Только после ее ухода я могла взяться за учебник, прихваченный с собой, или сесть за компьютер, стоящий там же в кабинете, если надо было писать очередной отчет для завтрашнего семинара. В те же часы, когда Мэрианн доверчиво рассказывала мне о своих нехитрых проблемах, переживаниях и сомнениях, я словно дотрагивалась до хрупкой наивности потревоженной нездоровьем души. Казалось, будто у меня на ладони лежит подрагивающее, лишенное кожи тельце, которое само доверило себя мне и которое полностью принадлежит моей либо доброй, либо злой, либо безразличной власти. Из истории болезни я знала, что Мэрианн страдает тяжелой депрессией, проявляющейся неожиданно, но регулярно, и что она в такие минуты склонна к суициду, однако правильно подобранные лекарства уже три года поддерживали в ней хрупкий баланс между здоровой реальностью и реальностью болезненной.

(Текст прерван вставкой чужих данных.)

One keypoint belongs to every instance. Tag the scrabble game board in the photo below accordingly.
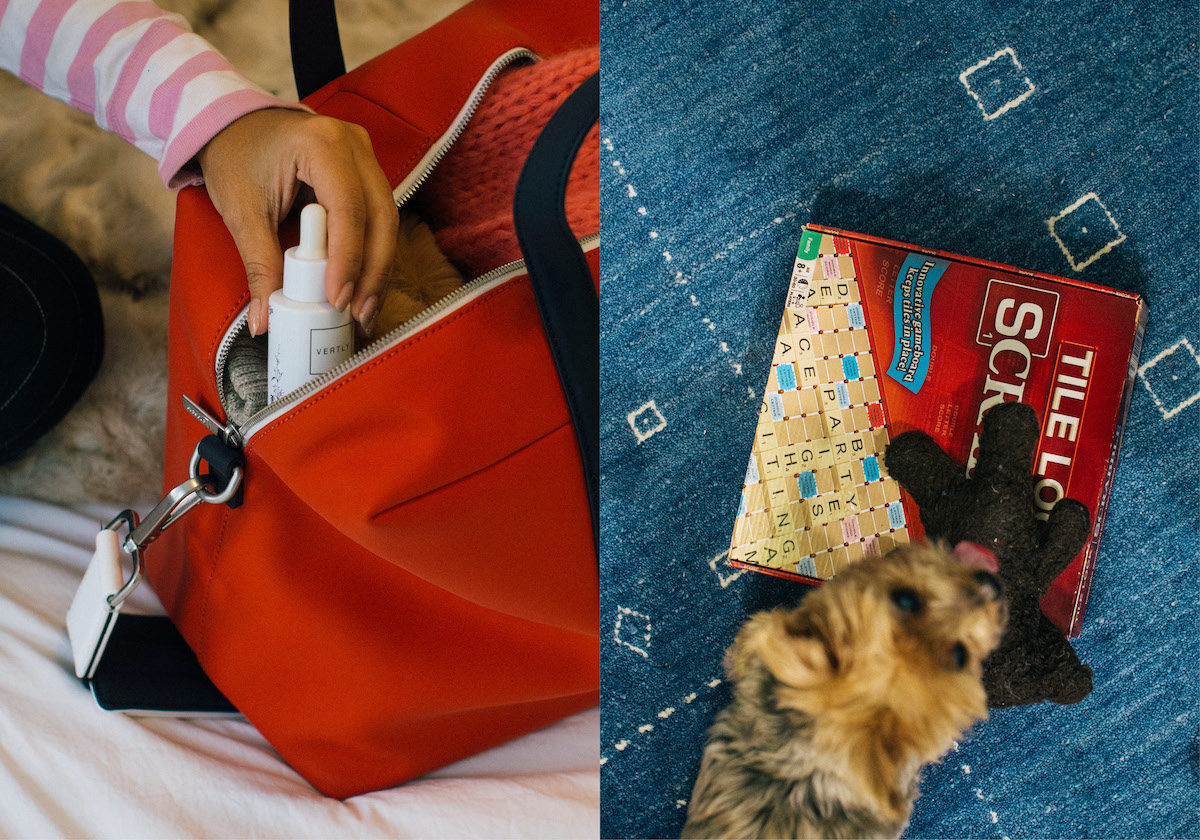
(877, 337)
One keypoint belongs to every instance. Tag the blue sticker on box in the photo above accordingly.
(855, 312)
(807, 565)
(843, 394)
(785, 375)
(871, 468)
(753, 471)
(911, 311)
(808, 483)
(775, 403)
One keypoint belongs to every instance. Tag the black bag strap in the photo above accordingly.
(559, 274)
(316, 45)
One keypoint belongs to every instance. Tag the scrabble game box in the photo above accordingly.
(879, 337)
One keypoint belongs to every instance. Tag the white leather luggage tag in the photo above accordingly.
(93, 612)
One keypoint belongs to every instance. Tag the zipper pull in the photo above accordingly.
(228, 432)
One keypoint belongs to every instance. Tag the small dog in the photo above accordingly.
(839, 702)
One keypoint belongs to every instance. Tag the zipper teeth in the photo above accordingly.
(377, 346)
(445, 143)
(405, 330)
(465, 118)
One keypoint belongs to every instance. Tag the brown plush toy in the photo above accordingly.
(996, 510)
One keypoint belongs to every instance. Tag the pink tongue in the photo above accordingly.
(975, 555)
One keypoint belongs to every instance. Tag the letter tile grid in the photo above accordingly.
(816, 493)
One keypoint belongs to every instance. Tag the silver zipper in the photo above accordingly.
(420, 173)
(240, 435)
(402, 193)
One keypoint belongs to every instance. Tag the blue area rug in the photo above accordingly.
(726, 126)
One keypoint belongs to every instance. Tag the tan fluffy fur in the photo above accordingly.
(103, 198)
(840, 701)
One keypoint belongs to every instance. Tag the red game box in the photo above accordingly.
(880, 337)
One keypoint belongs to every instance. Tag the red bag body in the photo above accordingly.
(412, 576)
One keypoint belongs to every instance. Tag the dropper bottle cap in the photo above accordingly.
(304, 265)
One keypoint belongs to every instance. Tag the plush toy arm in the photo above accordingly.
(1066, 533)
(921, 467)
(1007, 442)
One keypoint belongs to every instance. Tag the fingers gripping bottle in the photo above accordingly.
(306, 336)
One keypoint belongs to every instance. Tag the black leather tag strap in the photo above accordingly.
(558, 270)
(316, 45)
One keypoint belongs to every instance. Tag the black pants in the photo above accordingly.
(52, 335)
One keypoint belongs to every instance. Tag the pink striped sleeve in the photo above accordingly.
(138, 70)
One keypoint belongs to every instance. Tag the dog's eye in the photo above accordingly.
(906, 600)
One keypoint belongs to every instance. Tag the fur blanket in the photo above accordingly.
(103, 198)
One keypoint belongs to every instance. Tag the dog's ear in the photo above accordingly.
(793, 648)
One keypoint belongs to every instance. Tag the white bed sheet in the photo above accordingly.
(70, 769)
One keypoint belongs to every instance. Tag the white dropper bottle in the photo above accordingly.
(306, 334)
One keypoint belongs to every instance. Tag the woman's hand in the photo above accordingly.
(253, 171)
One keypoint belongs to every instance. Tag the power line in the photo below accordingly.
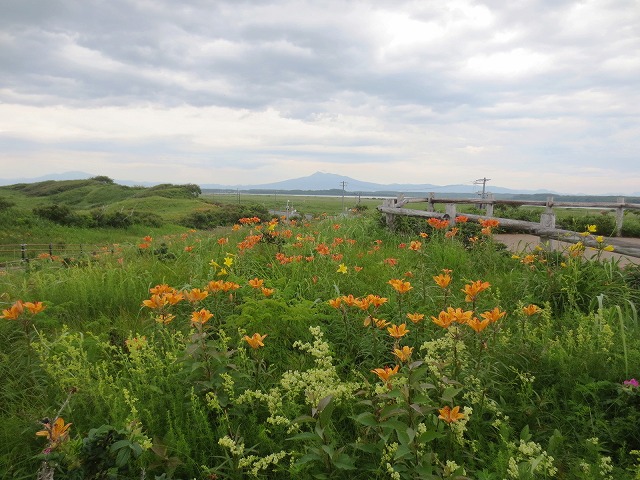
(344, 184)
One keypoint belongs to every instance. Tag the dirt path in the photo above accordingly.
(518, 243)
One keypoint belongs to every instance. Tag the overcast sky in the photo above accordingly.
(532, 94)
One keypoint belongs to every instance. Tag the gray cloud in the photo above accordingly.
(488, 85)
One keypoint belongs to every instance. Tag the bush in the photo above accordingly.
(605, 223)
(5, 204)
(63, 215)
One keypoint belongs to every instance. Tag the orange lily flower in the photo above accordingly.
(489, 222)
(459, 315)
(156, 301)
(473, 289)
(450, 415)
(255, 341)
(322, 249)
(161, 289)
(174, 297)
(398, 331)
(196, 295)
(443, 280)
(56, 433)
(13, 312)
(386, 373)
(399, 285)
(335, 302)
(493, 315)
(415, 317)
(349, 300)
(165, 318)
(34, 307)
(530, 310)
(363, 303)
(444, 319)
(201, 317)
(377, 300)
(478, 325)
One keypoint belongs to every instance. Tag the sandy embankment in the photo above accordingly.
(518, 243)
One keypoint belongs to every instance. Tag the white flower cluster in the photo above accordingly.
(533, 458)
(458, 428)
(236, 448)
(257, 464)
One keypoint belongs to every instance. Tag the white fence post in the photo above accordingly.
(619, 216)
(489, 206)
(450, 209)
(548, 217)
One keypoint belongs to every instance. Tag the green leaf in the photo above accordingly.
(120, 444)
(328, 449)
(309, 457)
(429, 436)
(402, 451)
(344, 462)
(305, 436)
(366, 418)
(122, 457)
(449, 394)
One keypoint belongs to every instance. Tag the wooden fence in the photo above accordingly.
(16, 254)
(545, 229)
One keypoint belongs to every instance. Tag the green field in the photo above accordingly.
(425, 353)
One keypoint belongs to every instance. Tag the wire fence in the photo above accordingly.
(13, 255)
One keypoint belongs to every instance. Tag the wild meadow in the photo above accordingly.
(328, 348)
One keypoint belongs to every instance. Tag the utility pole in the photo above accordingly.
(344, 184)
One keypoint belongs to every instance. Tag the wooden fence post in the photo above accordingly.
(619, 217)
(450, 209)
(389, 202)
(548, 217)
(489, 206)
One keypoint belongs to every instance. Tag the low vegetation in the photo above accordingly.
(319, 348)
(307, 348)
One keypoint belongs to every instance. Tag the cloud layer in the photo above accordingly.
(533, 94)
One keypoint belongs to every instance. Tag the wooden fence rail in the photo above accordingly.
(545, 228)
(24, 252)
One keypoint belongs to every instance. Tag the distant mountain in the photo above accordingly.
(318, 181)
(331, 181)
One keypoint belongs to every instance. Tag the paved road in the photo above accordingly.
(517, 242)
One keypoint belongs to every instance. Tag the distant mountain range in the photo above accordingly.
(316, 182)
(331, 181)
(327, 182)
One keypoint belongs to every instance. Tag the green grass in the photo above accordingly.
(309, 397)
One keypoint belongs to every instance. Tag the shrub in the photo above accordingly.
(221, 215)
(5, 204)
(63, 215)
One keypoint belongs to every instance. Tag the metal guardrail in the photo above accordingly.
(544, 229)
(15, 254)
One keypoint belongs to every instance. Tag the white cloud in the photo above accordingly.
(531, 94)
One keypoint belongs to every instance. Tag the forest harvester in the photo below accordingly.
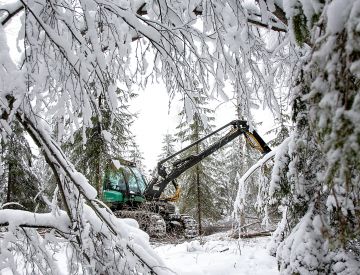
(129, 196)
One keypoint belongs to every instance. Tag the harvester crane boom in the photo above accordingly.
(159, 182)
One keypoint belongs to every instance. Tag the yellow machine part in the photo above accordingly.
(253, 142)
(175, 197)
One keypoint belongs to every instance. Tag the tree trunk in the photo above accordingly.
(198, 198)
(10, 182)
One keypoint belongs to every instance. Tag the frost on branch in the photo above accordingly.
(319, 188)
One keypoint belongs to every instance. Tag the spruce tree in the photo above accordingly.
(107, 139)
(20, 184)
(198, 185)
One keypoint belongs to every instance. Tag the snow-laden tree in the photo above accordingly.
(316, 172)
(73, 52)
(197, 183)
(168, 146)
(91, 148)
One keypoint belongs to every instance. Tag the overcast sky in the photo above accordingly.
(154, 120)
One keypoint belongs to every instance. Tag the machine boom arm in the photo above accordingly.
(157, 184)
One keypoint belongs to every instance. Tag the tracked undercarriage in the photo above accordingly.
(159, 220)
(126, 190)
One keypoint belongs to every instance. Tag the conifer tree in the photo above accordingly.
(197, 183)
(19, 183)
(108, 138)
(168, 146)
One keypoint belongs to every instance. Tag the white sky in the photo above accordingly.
(154, 120)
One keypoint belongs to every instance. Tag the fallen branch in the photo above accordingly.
(236, 235)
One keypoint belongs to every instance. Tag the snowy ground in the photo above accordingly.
(217, 254)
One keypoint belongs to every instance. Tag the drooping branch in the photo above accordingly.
(11, 11)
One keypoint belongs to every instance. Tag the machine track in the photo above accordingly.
(183, 226)
(150, 222)
(191, 228)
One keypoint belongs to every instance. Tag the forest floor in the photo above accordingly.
(218, 255)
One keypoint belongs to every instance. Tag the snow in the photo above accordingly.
(218, 254)
(338, 14)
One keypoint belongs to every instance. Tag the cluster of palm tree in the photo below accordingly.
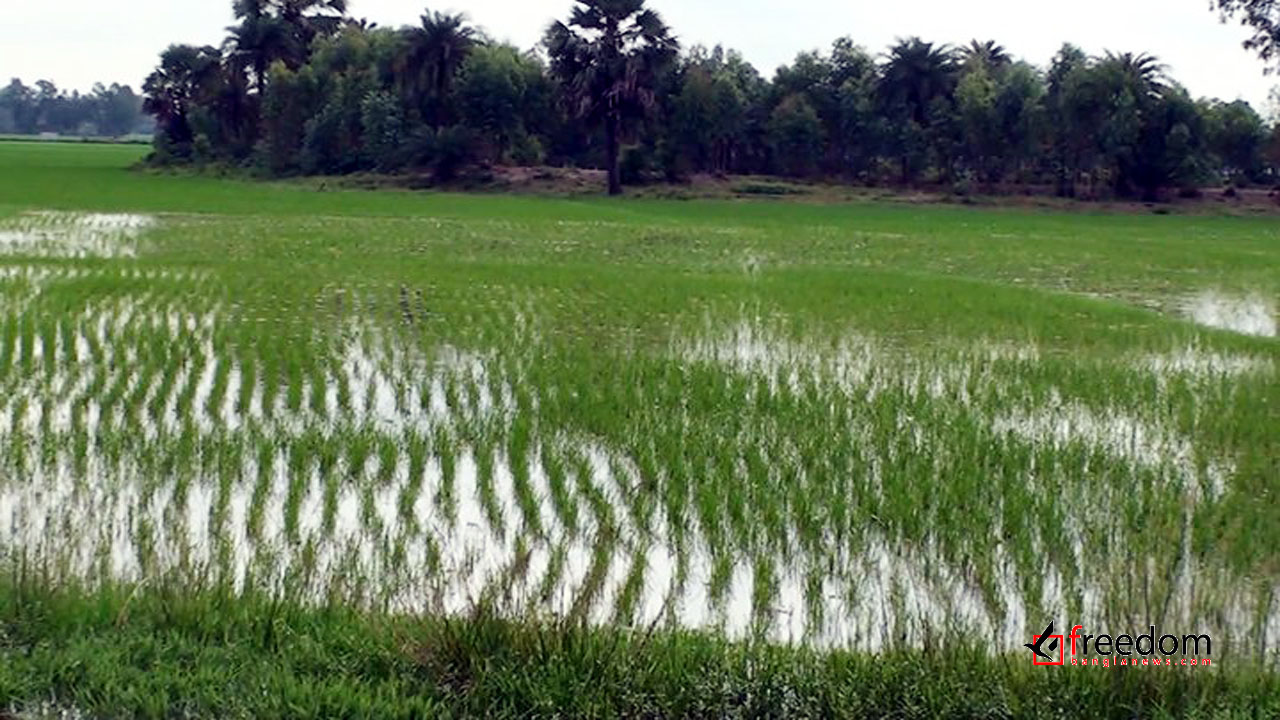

Прошло почти два года, как я начала здесь работать, когда Мэрианн сообщила мне, что влюблена, что она встречается с мужчиной и хочет от него ребенка, и все другие слова, которые в таких случаях говорят молоденькие девушки. В устах Мэрианн ее признание звучало и трогательно, и радостно — вот ведь, больной человек, а тоже живет полноценной жизнью. Но в то лее время мне стало жутко, когда я подумала, что любовные отношения, тем более сложности первой любви, и для здорового человека чреватые стрессом и, как правило, драматичные, с часто печальной развязкой, — легко могут вывести ее из и без того зыбкого равновесия.
Я не знала, что делать, сама я ничего предпринять не могла и даже не имела права, и поэтому, кроме наставлений доброй тети, типа; «Будь осторожна, будь разумна», у меня в запасе ничего не имелось. Я также не была уверена, должна ли я сообщать об этой истории врачам, конечно, они скорее всего смогут что-нибудь сделать, думала я, например, изолируют Мэрианн от источника опасности, чтобы уменьшить риск. Но тогда она, конечно, догадается, откуда исходит информация, и моя бдительность наверняка подорвет ее представление о порядочности здорового мира и моей порядочности в частности.
К тому же юношеская закалка коммунистической моралью породила у меня отрицательное отношение к передаче любой информации властям, как к порочной идее в целом, независимо от ее целей и мотивов. В то же время я искренне боялась, как бы с девочкой чего не случилось, понимая, что, если случится, я ни себе самой, ни моим вывернутым принципам этого никогда не прощу.
Именно боязнь, прежде всего за себя, заставила меня все же посоветоваться с Марком, и он, не обремененный исторической борьбой большевистской и общечеловеческой моралей, а скорее задавленный привычкой делать дело профессионально, не задумываясь, даже не посоветовал, а просто настоял, чтобы я сообщила по инстанции. Я привычно послушалась его и, облегчив свою совесть тем, что в этой стране именно так и полагается, в следующее дежурство натюкала на компьютере записку для дежурного врача.